“A ciascuno il suo”, torna il grande teatro a Siculiana



Torna il grande teatro a Siculiana. Dopo il successo dello spettacolo “Il giorno della civetta”, messo in scena lo scorso anno, adesso la locale Pro Loco e l’associazione FREE MIND di Siculiana, con il patrocinio del comune, guidato dal sindaco Mariella Bruno, propongono un’altra interessante opera di successo di Leonardo Sciascia, “A ciascuno il suo”. Gli spettacoli si terranno il 27 ed il 28 febbraio, sia al mattino che di sera sul palco del teatro del “Centro Sociale”. L’evento culturale e’ rivolto anche alle scuole della provincia. Infatti, gli organizzatori hanno previsto, per gli studenti e i loro docenti, due matinée, il 27 ed il 28, alle ore 11. Lo spettacolo in prima serata, alle ore 21, si terrà venerdì 28 febbraio. Il costo del biglietto e’ di 12 euro e i tagliandi, al momento, sono disponibili al botteghino della “Mario Pardo Produzioni”, in via Platone 5, Agrigento. In scena attori del calibro di Sebastiano Somma, Daniela Poggi (nella foto) e Gaetano Aronica. Completano il cast di “A ciascuno il suo”, Maurizio Nicolosi, Alessio Caruso, Roberto Negri, Ivan Giambirtone, Vittoria Faro, Fabrizio Catalano e Giacinto Ferro. La regia e’ di Fabrizio Catalano, nipote di Sciascia, e i costumi sono di Antonia Patrocelli, le musiche sono di Fabio Lombardi e l’adattamento di Gaetano Aronica. Si tratta di una versione teatrale ancora una volta “fedelmente infedele” al romanzo, nel tentativo di far riemergere il magma delle sue pericolose intuizioni. Qui non si parla di mafia, essa è già integrata nel tessuto sociale ed economico, acquisita nei rapporti umani. Questo meraviglioso romanzo, da cui è scaturita la pièce, è di una disarmante attualità. Leggere oggi Sciascia vuol dire anche riflettere sull’Italia di oggi. Il Paese non è che sia così cambiato da allora, nei suoi sistemi di potere e di corruzione.

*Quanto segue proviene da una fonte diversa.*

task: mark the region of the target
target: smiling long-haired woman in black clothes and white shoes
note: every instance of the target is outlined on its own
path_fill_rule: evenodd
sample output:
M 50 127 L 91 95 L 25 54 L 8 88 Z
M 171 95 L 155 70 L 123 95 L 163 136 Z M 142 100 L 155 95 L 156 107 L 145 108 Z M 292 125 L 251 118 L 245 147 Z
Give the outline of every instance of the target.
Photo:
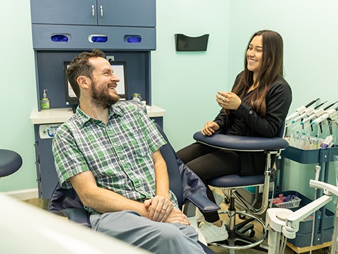
M 238 74 L 231 92 L 217 92 L 222 108 L 213 121 L 202 128 L 203 135 L 223 133 L 255 137 L 274 137 L 283 124 L 292 101 L 292 91 L 283 78 L 283 39 L 274 31 L 258 31 L 247 46 L 244 71 Z M 199 178 L 207 180 L 232 173 L 256 175 L 265 169 L 265 155 L 215 149 L 195 143 L 177 152 L 179 158 Z M 208 198 L 215 202 L 211 189 Z M 202 231 L 206 242 L 228 237 L 224 221 L 217 212 L 203 213 Z

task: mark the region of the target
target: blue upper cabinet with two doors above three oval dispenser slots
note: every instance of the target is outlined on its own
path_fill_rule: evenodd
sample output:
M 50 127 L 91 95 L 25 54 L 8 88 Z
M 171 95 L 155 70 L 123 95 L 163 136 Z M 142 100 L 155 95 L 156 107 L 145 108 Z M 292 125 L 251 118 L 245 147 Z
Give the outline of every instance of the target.
M 155 0 L 30 0 L 30 9 L 35 50 L 156 49 Z

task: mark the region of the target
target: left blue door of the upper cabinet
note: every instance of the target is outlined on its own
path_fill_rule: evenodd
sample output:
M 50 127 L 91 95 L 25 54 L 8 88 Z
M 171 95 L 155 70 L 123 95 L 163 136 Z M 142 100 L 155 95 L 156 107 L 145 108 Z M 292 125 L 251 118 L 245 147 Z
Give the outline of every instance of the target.
M 33 24 L 96 25 L 96 0 L 30 0 Z

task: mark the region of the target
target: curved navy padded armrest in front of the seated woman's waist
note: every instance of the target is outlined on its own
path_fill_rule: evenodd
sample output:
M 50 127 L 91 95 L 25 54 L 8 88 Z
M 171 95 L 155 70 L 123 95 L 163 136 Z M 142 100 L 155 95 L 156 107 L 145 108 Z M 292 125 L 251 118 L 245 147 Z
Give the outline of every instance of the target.
M 202 144 L 219 149 L 233 151 L 274 151 L 286 149 L 289 144 L 282 137 L 247 137 L 215 133 L 211 136 L 203 135 L 200 131 L 193 138 Z

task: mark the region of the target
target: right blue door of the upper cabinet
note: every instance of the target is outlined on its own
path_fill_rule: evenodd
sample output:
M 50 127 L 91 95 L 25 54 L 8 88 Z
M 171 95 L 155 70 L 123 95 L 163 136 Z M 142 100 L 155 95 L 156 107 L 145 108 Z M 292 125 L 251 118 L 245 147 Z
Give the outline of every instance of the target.
M 103 26 L 156 26 L 155 0 L 98 0 L 98 24 Z

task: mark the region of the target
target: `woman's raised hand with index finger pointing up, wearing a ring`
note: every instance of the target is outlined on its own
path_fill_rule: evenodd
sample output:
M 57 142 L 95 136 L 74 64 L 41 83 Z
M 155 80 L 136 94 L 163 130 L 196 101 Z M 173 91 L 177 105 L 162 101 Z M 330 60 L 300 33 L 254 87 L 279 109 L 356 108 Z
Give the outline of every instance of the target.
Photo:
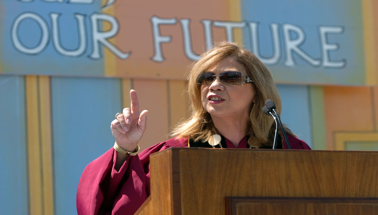
M 139 114 L 138 96 L 135 90 L 130 90 L 131 109 L 124 108 L 110 124 L 112 134 L 119 147 L 133 152 L 146 131 L 147 110 Z

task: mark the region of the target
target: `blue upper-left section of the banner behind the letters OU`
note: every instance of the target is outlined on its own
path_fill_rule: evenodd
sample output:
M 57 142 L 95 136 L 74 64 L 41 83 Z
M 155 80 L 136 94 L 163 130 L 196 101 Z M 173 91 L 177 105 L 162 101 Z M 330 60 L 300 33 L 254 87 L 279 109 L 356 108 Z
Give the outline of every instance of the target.
M 0 52 L 3 54 L 0 55 L 0 61 L 2 62 L 0 70 L 2 73 L 92 77 L 104 75 L 104 58 L 93 60 L 88 57 L 93 50 L 90 17 L 95 12 L 102 12 L 101 3 L 101 1 L 93 1 L 90 4 L 77 4 L 70 3 L 68 0 L 63 2 L 1 0 Z M 43 46 L 43 50 L 36 54 L 26 54 L 16 49 L 11 37 L 15 20 L 26 12 L 42 18 L 48 28 L 48 42 Z M 57 52 L 53 45 L 51 13 L 60 14 L 58 19 L 60 45 L 70 51 L 76 50 L 80 45 L 79 30 L 74 15 L 85 15 L 84 31 L 86 41 L 83 54 L 70 57 Z M 101 22 L 99 22 L 99 28 L 101 29 Z M 17 35 L 20 43 L 24 47 L 31 49 L 40 44 L 42 29 L 35 20 L 26 18 L 20 22 Z M 102 46 L 100 47 L 101 54 L 104 55 L 104 50 Z

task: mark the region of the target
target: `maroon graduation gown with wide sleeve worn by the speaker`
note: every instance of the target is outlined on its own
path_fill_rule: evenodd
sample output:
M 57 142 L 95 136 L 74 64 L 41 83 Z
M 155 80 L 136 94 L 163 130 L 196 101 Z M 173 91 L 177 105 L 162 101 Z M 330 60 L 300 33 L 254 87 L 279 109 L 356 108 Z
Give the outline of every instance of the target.
M 288 135 L 292 149 L 311 149 L 304 141 Z M 235 148 L 225 138 L 227 148 Z M 132 215 L 150 195 L 150 155 L 169 147 L 188 147 L 187 138 L 172 138 L 129 156 L 121 169 L 115 170 L 113 148 L 92 161 L 81 175 L 76 195 L 78 215 Z M 238 148 L 246 148 L 246 137 Z M 283 148 L 287 149 L 285 140 Z

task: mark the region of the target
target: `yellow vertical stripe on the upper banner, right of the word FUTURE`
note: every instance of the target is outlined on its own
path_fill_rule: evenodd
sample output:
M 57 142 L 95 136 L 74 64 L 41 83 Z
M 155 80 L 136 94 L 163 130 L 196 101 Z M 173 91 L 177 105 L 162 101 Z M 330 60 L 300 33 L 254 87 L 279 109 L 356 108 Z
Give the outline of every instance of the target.
M 365 84 L 377 84 L 377 75 L 375 71 L 375 41 L 374 41 L 374 20 L 373 5 L 371 0 L 362 1 L 362 14 L 364 26 L 364 54 L 366 77 Z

La vicenda di “A ciascuno il suo” è ambientata nel 1964, in un paese dell’entroterra siciliano, in estate. Il farmacista Manno (interpretato da Fabrizio Catalano) riceve una lettera minatoria e, pensando che si tratti di uno scherzo, non ci bada. Tuttavia qualche giorno dopo viene ucciso in una battuta di caccia insieme ad un amico, il dottor Roscio, e uno dei suoi cani. Protagonista il professor Laurana, interpretato da Sebastiano Somma, un uomo mite votato alla lettura e agli studi che decide di sfidare il sistema e di indagare da solo sull’omicidio. Lui è diverso dagli altri, ma non è un eroe: è soltanto un uomo che non conosce le regole del gioco. Al circolo della caccia alcuni personaggi erano ben consci di cosa sarebbe accaduto. Ma tacciono, fingono, dissimulano, si nascondono dietro una grossa ipocrisia. Laurana non si arrende alla versione ufficiale di delitto passionale. Si troverà invischiato in un giro più grande di lui e morirà per essersi inserito in certi ingranaggi “proibiti”.
Un eroe o un povero ingenuo? Forse un povero ingenuo che cercava di cambiare situazioni irremovibili da anni come macigni. Tutto è estremamente siciliano e al tempo stesso universale, dove tutti fanno parte di un gioco febbrile e disgustoso, quello dove ci si spartisce il potere. Intensa l’interpretazione di Sebastiano Somma e al suo fianco una brava Daniela Poggi, nei panni dell’affascinante vedova Roscio.